Он наклонился. Лучи солнца, падавшие в это время дня наискось, освещали простую мебель красного дерева, большую кровать и детскую кроватку с кретоновыми занавесками.
– А, – внезапно проговорил Люпен, – такая же картина!
– Точь-в-точь такая же, – подтвердил я. – И дата совпадает. Вам видно, там обозначена дата красной краской? Пятнадцать – четыре – два.

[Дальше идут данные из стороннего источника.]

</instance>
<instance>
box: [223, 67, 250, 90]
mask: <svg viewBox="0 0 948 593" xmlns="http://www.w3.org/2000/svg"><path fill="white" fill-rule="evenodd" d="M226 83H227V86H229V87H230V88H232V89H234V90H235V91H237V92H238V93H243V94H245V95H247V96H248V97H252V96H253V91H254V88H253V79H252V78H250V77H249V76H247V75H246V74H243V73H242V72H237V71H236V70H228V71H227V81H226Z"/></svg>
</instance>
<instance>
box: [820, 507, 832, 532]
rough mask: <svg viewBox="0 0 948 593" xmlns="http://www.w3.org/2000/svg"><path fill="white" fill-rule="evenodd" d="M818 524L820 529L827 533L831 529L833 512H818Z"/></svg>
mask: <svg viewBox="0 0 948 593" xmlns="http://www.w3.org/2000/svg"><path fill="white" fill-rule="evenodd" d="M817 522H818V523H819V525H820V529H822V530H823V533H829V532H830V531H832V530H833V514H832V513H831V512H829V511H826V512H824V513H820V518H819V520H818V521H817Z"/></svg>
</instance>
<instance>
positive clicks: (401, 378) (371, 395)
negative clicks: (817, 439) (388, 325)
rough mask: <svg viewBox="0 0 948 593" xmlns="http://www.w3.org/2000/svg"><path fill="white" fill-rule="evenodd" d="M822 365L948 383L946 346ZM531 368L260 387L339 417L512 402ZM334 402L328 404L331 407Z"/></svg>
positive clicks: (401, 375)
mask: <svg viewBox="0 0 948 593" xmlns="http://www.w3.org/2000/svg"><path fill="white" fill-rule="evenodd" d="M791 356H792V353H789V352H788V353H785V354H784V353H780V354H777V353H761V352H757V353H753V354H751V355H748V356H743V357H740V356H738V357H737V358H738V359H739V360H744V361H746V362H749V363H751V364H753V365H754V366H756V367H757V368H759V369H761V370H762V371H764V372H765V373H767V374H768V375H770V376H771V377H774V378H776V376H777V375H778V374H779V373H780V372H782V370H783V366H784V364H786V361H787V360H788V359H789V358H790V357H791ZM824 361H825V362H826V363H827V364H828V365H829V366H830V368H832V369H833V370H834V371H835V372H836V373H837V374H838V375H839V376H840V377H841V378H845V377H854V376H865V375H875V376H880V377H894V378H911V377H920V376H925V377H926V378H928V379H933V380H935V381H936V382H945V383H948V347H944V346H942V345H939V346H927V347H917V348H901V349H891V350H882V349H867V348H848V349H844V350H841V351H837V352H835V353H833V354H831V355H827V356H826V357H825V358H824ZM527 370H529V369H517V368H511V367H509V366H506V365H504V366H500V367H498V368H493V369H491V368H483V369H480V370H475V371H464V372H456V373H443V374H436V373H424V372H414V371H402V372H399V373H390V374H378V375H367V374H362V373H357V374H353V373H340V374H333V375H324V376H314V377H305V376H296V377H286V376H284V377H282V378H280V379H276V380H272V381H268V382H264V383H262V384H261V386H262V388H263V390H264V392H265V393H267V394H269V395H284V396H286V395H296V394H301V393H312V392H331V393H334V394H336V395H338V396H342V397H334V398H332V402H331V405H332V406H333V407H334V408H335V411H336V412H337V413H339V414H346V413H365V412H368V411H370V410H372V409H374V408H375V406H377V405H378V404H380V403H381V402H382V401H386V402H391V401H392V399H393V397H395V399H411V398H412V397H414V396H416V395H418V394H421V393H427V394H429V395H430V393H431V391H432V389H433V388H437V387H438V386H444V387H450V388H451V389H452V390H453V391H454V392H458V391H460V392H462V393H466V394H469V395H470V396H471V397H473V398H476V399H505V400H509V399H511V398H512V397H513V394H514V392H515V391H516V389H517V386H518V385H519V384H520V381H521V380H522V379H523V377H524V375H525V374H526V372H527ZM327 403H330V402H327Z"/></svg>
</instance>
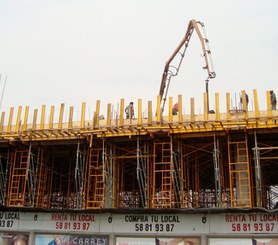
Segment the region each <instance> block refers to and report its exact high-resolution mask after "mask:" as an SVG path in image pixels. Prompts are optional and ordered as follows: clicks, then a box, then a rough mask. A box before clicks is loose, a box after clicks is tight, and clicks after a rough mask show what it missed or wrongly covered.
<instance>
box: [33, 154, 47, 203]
mask: <svg viewBox="0 0 278 245" xmlns="http://www.w3.org/2000/svg"><path fill="white" fill-rule="evenodd" d="M39 159H40V160H39V161H40V162H39V169H38V175H37V178H38V179H37V185H36V190H37V193H36V198H35V207H40V208H46V207H47V205H46V203H45V195H47V194H49V193H47V187H48V185H49V184H50V183H51V182H50V181H49V169H48V167H47V165H46V163H45V162H44V154H43V152H42V154H41V155H40V158H39Z"/></svg>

– Да, вижу… А кто живет в этой комнате?
– Одна дама… Вернее, не дама, а работница: ей приходится зарабатывать шитьем на хлеб себе и своему ребенку.
– Как ее зовут?
– Луиза д'Эрнемон. Я навел справки: она доводится правнучкой откупщику, окончившему жизнь на гильотине во времена террора.
– В тот же день, что Андре Шенье, – подхватил Люпен. – Судя по воспоминаниям современников, этот Эрнемон был богач. – Он поднял голову от подзорной трубы и добавил: – Любопытная история… А почему вы рассказали ее мне именно сегодня?

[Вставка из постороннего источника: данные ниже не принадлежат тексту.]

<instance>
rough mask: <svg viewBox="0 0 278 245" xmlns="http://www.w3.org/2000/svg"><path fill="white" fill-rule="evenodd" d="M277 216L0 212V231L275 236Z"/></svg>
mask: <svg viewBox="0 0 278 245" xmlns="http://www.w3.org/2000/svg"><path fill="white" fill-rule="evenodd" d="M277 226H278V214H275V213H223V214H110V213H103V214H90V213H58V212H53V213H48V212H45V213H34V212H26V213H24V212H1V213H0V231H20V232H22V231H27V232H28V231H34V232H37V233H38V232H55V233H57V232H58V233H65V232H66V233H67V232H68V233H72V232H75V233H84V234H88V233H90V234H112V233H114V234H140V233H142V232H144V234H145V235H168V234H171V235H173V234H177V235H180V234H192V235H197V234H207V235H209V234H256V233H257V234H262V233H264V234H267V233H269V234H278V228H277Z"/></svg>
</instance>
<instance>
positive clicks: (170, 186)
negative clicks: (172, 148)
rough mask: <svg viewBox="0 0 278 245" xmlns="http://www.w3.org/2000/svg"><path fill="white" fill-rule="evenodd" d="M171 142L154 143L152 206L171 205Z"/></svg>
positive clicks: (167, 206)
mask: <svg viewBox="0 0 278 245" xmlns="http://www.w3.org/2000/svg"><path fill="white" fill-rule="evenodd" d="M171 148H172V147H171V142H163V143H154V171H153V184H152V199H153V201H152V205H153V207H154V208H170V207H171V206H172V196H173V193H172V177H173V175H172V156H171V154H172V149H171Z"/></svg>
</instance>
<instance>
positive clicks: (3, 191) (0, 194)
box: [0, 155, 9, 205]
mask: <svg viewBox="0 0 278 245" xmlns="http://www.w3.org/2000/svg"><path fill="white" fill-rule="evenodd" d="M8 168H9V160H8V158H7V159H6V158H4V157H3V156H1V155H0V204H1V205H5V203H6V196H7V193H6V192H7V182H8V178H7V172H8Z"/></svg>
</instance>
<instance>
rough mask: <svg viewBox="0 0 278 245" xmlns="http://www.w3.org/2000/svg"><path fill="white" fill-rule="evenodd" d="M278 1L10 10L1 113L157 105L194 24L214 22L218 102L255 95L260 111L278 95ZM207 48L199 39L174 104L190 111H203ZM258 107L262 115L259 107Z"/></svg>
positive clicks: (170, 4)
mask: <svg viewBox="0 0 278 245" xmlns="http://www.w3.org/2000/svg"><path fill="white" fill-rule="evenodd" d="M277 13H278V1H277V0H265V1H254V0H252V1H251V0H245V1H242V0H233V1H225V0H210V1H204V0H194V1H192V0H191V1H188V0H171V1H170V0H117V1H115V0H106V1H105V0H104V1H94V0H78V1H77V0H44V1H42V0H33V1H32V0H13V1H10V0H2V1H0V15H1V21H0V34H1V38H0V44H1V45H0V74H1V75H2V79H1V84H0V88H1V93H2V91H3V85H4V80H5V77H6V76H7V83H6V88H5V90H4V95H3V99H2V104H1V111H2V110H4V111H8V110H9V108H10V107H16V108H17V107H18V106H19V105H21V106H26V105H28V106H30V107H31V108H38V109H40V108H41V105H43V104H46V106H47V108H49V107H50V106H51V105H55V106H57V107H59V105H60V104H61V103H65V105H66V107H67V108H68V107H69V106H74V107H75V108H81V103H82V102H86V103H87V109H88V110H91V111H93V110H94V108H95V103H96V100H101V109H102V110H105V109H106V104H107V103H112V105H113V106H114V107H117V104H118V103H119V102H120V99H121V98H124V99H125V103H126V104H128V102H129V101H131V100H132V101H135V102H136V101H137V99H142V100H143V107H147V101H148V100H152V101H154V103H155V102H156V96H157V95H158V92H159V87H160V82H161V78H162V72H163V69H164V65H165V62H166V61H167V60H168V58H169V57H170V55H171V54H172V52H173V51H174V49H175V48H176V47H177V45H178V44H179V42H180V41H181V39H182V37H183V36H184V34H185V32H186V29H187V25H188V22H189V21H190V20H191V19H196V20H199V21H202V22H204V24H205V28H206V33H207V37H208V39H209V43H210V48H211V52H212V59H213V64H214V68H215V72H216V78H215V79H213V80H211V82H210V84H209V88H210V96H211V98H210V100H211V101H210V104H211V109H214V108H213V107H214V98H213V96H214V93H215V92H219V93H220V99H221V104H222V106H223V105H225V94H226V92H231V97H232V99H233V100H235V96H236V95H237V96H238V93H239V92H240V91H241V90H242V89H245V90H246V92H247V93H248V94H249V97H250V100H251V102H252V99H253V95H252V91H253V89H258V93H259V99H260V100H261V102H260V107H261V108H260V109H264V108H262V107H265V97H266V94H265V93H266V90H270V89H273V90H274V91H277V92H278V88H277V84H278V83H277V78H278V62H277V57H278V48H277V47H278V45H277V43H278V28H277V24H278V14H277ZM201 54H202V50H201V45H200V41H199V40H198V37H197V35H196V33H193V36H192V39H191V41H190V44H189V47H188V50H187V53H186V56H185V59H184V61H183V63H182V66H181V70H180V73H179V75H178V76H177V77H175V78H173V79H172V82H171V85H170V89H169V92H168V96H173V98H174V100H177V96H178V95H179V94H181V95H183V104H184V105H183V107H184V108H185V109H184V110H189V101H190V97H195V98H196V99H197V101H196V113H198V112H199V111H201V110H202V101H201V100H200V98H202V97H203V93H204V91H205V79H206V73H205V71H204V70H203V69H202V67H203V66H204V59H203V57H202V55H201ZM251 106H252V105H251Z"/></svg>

– Потому что сегодня пятнадцатое апреля.
– Так что же?
– Вчера я узнал из болтовни привратницы, что день пятнадцатое апреля играет важную роль в жизни Луизы д'Эрнемон.
– Быть не может!
– Обычно она все дни проводит в трудах, шьет, убирает в двух своих комнатках, готовит завтрак к возвращению дочки из муниципальной школы… Но пятнадцатого апреля, вопреки обыкновению, она вместе с дочкой уходит из дому около десяти утра, а возвращается к вечеру. Каждый год, в любую погоду. Согласитесь, есть нечто странное в этой дате, которую я обнаружил на старой картине, если знаешь, что тою же датой помечена другая такая же картина, и вдобавок та же дата побуждает правнучку откупщика д'Эрнемона к ежегодным отлучкам.
– Нечто странное? Вы правы, – задумчиво протянул Люпен. – И никто не знает, куда ходит эта женщина?
– Никто. Она никому не рассказывает. Впрочем, она вообще не болтлива.
– Вы уверены, что в своем рассказе не отклонились от истины?
– Совершенно уверен. Да вот вам и подтверждение.
Дверь, ведущая в комнату швеи, растворилась; девочка лет семи-восьми вошла и остановилась у окна. За ней показалась высокая, еще красивая дама с добрым и печальным лицом. Мать и дочь были готовы; обе одеты просто, но видно было, что мать постаралась придать своему наряду некоторое изящество.
– Видите, – прошептал я, – они уходят.
Действительно, дама взяла дочку за руку, и они вышли из комнаты.
Люпен схватился за шляпу.
– Идете со мной?
Меня одолевало такое любопытство, что я и не подумал отказаться. Мы спустились вместе с Люпеном.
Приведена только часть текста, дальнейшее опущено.